The theme of the painting is taken from the Bible’s Book of Revelation (12:2-9) which is a prophecy of warning and hope. It portrays an epic battle between good and evil, virtue and vice. The conflict was caused by the cardinal sin of pride which Christians believe is the most serious of the seven deadly sins.
This short video attempts to incorporate and summarise the entire history of the celestial battle for the salvation of humankind. Quite a feat!
In addition to 360o videos the Google Arts & Culture app provides online exhibitions, collections and great art up close.
Noteworthy Attraction 5:
Counter Point: Composition VI – Composition VII by Vasily Kandinsky is an online exhibition on show at The State Tretyakov Gallery, Moscow. This exhibition provides excerpts of commentary by the artist on Composition VI & Composition VII which are set against Schoenberg’s Quartet No. 2 – 4th movement. Kandinsky was interested in painting lines, shapes and colours freed from recognisable objects to evoke a visual ‘language’ of music. For Kandinsky this is “music in visual form”.
Noteworthy Attraction 6:
The third and final social media platform that I recommend is #MuseumsFromHome. This resource from the Mid-Atlantic Association of Museums is an art forum for the learned and those who are interested in becoming seriously informed.
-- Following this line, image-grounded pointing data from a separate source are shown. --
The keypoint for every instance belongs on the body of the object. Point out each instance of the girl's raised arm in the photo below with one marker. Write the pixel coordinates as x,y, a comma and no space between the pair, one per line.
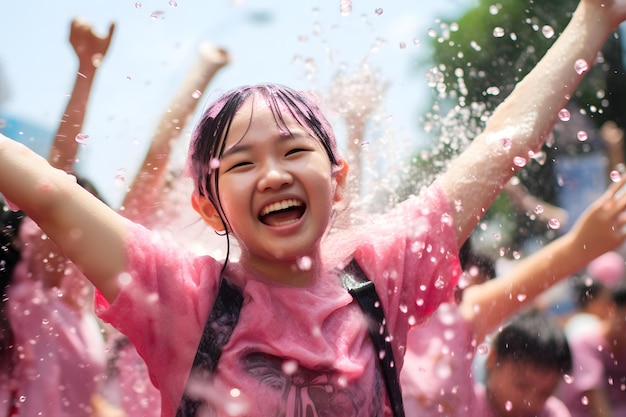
525,119
85,229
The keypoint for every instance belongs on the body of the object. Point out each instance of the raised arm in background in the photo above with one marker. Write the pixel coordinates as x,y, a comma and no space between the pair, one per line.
524,120
143,195
90,50
601,228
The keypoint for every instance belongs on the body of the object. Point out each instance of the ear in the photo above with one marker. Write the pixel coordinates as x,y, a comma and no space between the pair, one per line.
207,211
340,176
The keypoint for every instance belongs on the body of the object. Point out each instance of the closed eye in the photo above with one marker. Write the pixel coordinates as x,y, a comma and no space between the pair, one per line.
238,165
295,150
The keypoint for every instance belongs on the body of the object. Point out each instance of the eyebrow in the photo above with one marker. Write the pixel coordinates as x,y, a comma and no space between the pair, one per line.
237,148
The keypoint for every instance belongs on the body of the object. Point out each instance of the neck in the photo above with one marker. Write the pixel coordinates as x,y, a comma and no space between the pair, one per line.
294,272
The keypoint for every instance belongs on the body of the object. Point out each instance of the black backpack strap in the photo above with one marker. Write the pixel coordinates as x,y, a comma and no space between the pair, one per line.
363,291
217,331
225,313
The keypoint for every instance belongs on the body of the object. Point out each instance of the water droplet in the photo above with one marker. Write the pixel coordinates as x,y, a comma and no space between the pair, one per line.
493,91
120,177
440,283
345,7
518,161
156,14
82,138
304,263
506,143
554,224
547,31
498,32
581,66
615,176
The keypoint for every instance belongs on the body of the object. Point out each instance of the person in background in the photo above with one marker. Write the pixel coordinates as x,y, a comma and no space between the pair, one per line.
529,359
597,385
438,376
53,352
128,381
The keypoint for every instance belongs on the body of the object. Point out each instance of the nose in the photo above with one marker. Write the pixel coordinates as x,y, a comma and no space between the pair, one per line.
274,178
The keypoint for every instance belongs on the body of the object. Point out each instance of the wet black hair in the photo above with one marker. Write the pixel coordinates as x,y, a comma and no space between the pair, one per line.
533,337
9,257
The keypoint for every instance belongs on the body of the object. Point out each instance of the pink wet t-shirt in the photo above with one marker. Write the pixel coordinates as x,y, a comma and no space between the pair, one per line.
437,375
59,354
595,367
294,351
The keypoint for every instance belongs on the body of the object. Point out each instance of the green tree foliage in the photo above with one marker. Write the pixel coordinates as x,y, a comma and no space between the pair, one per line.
477,61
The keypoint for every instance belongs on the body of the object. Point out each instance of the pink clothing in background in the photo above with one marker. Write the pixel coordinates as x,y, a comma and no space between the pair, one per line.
595,367
294,351
481,408
437,374
59,350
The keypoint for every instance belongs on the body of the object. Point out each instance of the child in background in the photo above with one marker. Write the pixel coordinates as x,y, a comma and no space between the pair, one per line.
529,358
597,386
437,376
267,172
145,202
53,354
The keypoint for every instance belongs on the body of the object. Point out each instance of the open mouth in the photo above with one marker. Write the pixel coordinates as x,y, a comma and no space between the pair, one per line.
282,212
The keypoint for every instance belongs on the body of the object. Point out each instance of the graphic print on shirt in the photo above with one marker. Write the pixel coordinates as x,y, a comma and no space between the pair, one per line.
310,393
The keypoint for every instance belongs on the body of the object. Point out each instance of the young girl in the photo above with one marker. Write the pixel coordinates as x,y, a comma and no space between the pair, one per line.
267,173
52,354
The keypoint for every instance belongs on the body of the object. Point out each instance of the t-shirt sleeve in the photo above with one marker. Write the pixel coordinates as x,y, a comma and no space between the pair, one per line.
411,254
158,307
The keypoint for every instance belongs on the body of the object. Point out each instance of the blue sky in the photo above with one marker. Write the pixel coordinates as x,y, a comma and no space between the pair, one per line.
299,43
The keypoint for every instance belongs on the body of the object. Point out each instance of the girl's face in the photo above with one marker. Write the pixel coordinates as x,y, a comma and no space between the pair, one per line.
277,189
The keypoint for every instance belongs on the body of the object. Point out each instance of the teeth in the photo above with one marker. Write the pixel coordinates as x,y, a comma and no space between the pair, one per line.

It aims to educate in an array of field-specific study programmes.
Noteworthy Attraction 7:
MetPublications – with 1,500 online art history publications, bulletins and journals to choose from, free of charge, is well worth taking the time to explore. Choose from The Art of Illumination: The Limbourg Brothers and the Belles Heures of Jean de France, Duc de Berry by Timothy B. Husband or maybe you will be more drawn to Dangerous Beauty: Medusa in Classical Art in The Metropolitan Museum of Art Bulletin by Karoglou Kiki or perhaps Art of the Islamic World: A Resource for Educators edited by Ekhtiar, Maryam D. and Claire Moore.
Although viewing art online will never compare to seeing the real thing, social media platforms offer a good substitute in times of need. Log in, contemplate and transcend!
Alternatively, why not take the advice coming from the Royal Academy of Art as they launch a new online series of artists and architects documenting their creativity in isolation? As artist in isolation Rebecca Salter PRA says:
“Who knows how many new talents will pick up a pencil, brush or iPad in isolation?”